An interleaved fastq file containing paired-end reads needs to be split into two separate files, one for each read, for some applications to process them further. The python code for this command produces two valid fastq files separating the two reads.
Run: - python interleaved2single.py –i interleaved.fq –1 read1.fq –2 read2.fq
Analyzing transposable elements (TEs) from FASTQ files involves extracting sequence lengths and calculating GC content.
TE_GCanalysis.py provides a function to calculate the GC content of a sequence. seq_length.py checks a sequence within an FASTA file and TE sequence pattern, it reads sequences from a FASTA file and identifies TE sequences.
TE_analysis.py or notebook 1. read the FASTQ file, calculate the sequence length and GC content for each read, and then print the average sequence length and average GC content. 2. also it checks if any of the transposable elements are present. If a match is found, it prints the sequence ID and the sequence containing the transposable element.
Given a GTF file, develop a Python script to extract and save the transcriptome features into individual BED files.
Input GTF: ftp.ebi.ac.uk/pub/databases/gencode/Gencode_human/release_33/gencode.v33.annotation.gtf.gz (Download and save it to local folder path)
Given the GTF file, analysis_transcriptome_feature.py script to extract and save the following transcriptome features into individual BED files.
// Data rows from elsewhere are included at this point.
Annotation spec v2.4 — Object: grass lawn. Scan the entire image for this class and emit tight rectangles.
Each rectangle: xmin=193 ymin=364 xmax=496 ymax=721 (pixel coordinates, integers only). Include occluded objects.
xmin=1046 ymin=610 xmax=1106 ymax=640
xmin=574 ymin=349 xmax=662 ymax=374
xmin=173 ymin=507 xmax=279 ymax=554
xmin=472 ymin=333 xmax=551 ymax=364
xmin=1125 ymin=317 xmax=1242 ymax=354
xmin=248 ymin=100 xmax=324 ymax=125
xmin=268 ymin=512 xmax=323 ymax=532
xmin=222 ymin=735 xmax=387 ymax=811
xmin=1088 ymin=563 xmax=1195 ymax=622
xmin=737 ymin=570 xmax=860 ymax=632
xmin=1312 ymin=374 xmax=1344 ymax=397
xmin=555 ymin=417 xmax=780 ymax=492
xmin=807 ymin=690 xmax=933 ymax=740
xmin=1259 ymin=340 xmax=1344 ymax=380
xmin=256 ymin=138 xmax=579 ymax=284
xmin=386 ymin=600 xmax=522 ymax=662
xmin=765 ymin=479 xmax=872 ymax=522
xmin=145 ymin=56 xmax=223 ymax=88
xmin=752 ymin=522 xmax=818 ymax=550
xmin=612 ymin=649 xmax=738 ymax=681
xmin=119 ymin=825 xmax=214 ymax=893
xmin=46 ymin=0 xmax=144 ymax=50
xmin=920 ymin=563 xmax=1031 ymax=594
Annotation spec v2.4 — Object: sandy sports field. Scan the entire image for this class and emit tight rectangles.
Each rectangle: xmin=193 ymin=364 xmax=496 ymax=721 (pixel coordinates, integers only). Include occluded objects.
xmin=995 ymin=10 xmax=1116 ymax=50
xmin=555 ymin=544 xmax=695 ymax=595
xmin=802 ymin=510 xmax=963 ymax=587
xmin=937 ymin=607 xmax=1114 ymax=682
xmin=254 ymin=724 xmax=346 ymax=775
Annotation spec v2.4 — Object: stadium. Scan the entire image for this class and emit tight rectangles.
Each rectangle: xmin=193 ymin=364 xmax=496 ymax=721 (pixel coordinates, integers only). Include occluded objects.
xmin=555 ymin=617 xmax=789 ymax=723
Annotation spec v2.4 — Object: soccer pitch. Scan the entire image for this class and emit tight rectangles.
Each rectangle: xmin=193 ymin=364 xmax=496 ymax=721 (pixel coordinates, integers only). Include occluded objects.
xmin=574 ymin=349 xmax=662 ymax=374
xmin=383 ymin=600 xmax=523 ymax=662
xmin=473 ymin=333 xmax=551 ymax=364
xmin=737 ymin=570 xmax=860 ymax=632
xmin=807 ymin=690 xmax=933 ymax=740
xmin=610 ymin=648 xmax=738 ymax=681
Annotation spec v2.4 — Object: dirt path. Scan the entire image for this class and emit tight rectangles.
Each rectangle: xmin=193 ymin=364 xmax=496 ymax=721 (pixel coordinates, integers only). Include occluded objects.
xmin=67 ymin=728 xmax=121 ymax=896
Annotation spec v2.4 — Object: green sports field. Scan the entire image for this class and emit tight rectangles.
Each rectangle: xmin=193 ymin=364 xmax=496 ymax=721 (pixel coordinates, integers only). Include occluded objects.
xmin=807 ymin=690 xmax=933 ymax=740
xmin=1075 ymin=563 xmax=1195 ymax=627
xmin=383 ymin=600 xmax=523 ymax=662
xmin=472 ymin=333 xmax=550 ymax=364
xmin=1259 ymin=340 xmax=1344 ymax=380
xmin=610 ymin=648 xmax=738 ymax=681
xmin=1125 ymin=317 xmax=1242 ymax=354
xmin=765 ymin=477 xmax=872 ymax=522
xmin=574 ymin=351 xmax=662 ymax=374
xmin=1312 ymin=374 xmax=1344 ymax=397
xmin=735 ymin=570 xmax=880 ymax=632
• Genes: Include both gene ID and name.
• Transcripts: Include transcript ID, gene ID, and gene name.
• Coding exons, 5' UTRs, 3' UTRs, and introns: Annotate each with associated gene names and/or transcript IDs/names, as applicable.
Also using the external BED file (T1.bed), map and match its regions to the features extracted above. Save the results in a separate file and append a column indicating the corresponding feature type (e.g., exon, 5UTR, 3UTR, intron, and UN for non-mapped).
Given a matrix where rows represent genes and columns represent samples,
Attached are two matrices T3_M1.txt and T3_M2.txt. Perform statistical tests to test for differences/similarity between any two matrices by preserving the matrix structure?
develop a Python to: Use the attached T2.txt file as input.
• Cluster genes based on their expression patterns across samples.
• Visualize the representative expression profile for each identified cluster.
• Do the inverse, i.e., cluster samples based and plot gene signatures.
cluster_genes_exp.py or notebook cluster genes based on their expression patterns across samples. Visualize the representative expression profile for each identified cluster.
Data: **GeneCounts.txt ** - This file contains gene count information for 24 samples from a bulk RNAseq experiment, with columns indicating sample IDs and rows indicating gene IDs. genelist.txt - This file contains 200 gene IDs.
gene_cluster_PCA.ipynb performs the following:
(1) Using the genelist.txt information to subset the gene count information from GeneCounts.txt (i.e. retrieve only the GeneCounts.txt data for the genes in genelist.txt
(2) Subset the gene count information from (1) further by removing all genes that have 0 counts for all of their samples.
(3) Sample 1-12 are experimental subjects from the control group and Samples 13-24 are experimental subjects from the treatment group. Apply principal component analysis (PCA
on the list from (2) and plot PC1 vs PC2 for all samples, and make sure the plot contains the following information:
a. Proportion of variance explained by PC 1 and PC 2 each
b. Data points are colored according to whether they represent "control" or "treatment" data.